During that seminar, one of the teachers, Kageyama Shigeki, asked me, I think sometimes in retrospect jokingly, to come and work in his factory in Japan. I looked him in the eyes and told him, “I’m coming”. And I meant it.
A year and a half later, after getting my technical training visa, and after going through many hoops getting my paperwork in order and closing up my business obligations, I bought a one-way ticket to Japan. I was 22 years old and it was February 27th of 1987 when I actually arrived in Japan for the first time.
I couldn’t speak Japanese; I didn’t know how to ask for the bathroom. The guys on the floor of the shop took advantage of me and taught me some terrible words for the bathroom- I embarrassed myself a few times with my newfound vocabulary.
But I went to work in the factory and worked there for the next year. It was hard and frustrating at times and it wasn't what I expected in many ways, but it turned out to be a valuable experience. There I discovered that I wanted to study in Japan, but I wanted to study differently and for the next year or so I studied blacksmithing with two different blacksmiths for six months each. Then I discovered lacquering, “urushi” and really started working hard at it. I ended up working with the same lacquerer for the next eight years and with him I had a wonderful time. His name was Niikura Mineyo.
I worked with him just every afternoon and I went to his studio five or six days a week and I did that for 8 years.
In the mornings I would teach English to housewives and in the evenings I taught junior high school kids. It was a really good gig. I was able to make a good living teaching English and it provided me four hours to work on my craft every day. I learned a lot about polishing and flattening, what a flat surface really is and how to look at one.That led me into a lots of things.
While I was in Japan I also got married. Sayuri and I ended up having three of our four children there and one in the US. In 1997 we moved to the US together and pursued a new career. I started selling Japanese tools because that was what I knew and loved; it was the natural thing to do. We ran Japanesetools.com for a handful of years, which provided me the opportunity to also teach Japanese woodworking and sharpening through various projects at our store and school.

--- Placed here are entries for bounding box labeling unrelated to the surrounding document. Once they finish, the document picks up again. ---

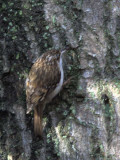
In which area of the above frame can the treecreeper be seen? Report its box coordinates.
[26,50,65,136]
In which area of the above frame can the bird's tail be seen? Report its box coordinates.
[34,105,44,136]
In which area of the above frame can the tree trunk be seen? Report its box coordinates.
[0,0,120,160]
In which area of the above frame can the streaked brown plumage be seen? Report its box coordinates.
[26,50,64,136]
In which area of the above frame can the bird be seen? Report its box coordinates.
[26,50,66,136]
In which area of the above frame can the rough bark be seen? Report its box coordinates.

I got to do a lot of different things over the those years, including dismantling a “minka” farmhouse to bring and rebuild in the US and was involved, on and off, with the Kezurou-kai the group that sharpens in refined ways to get the ultimate plane shaving.
It was around then that I deeply became interested in sharpening stones themselves, abrasives technology, and how stones abrade metal. I started selling stones and bringing over natural stones and getting involved with different stones manufacturers, and then I found Shapton.

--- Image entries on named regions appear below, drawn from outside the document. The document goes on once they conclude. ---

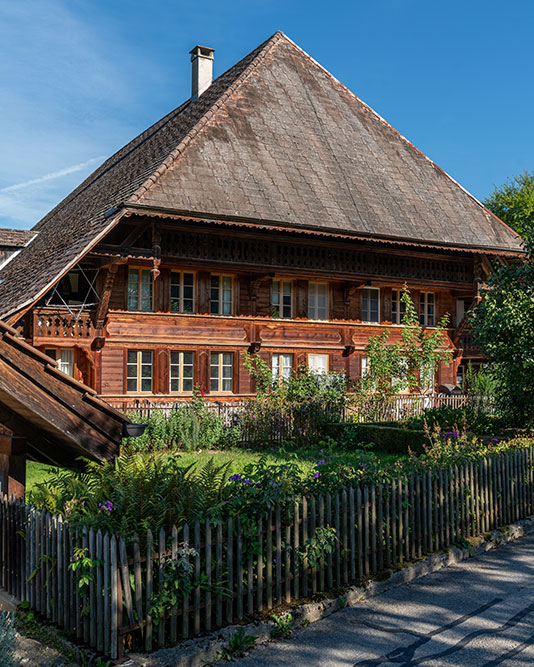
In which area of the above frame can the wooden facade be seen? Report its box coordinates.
[12,215,488,403]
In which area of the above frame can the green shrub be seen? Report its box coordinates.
[0,612,18,667]
[330,422,428,454]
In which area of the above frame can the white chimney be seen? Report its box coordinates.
[189,46,215,100]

It was in spring of 2001, and I was pretty amazed and thought they were pretty good stones. I then got on a plane, went back to Japan, and met the owner of the factory. I became the US distributor and started selling their stones out of our warehouse. At that time no one had heard of Shapton.
I took a few years going to every trade show I could find and visiting over 100 Woodcraft stores all over the country in my motorhome and little by little got the name out there. It was a good run and I distributed and their stones for 16 years. In 2016 the management at Shapton changed and they came in with a different business model and so I had to find a new occupation.
At that point I decided to start my own sharpening stone and abrasives company and that’s how I started Nano Hone and that’s what we’ve been doing for two years now. We’ve steadily been taking my ideas and drawings and making them into actual sellable products which is what you find on our website.
I’ve designed my products primarily based on my knowledge of surfaces and my experiences sharpening many different kinds of tools and thinking about the different features of a perfect sharpening system. Nothing is perfect of course, you make tradeoffs when you design, and so I've tried to make intelligent tradeoffs to arrive at a product line that is manufacturable and distributable and what you find are the results of those efforts.
I’ve been studying surface metrology for about a decade, and through that I try to learn how to create and repeat surfaces- how to make a surface and how to make that surface replicable. The practicality of metrology is evident in the lapping plates that Nano Hone makes.
It is an adventure growing this business. It’s been an adventure working with our customers and listening to what they need and want and we try to take those thoughts into account in our designs to meet our customer’s needs. I sift through the things I hear and discover and work them until I come up with a design that makes sense and is elegant- that’s what we do at Nano Hone.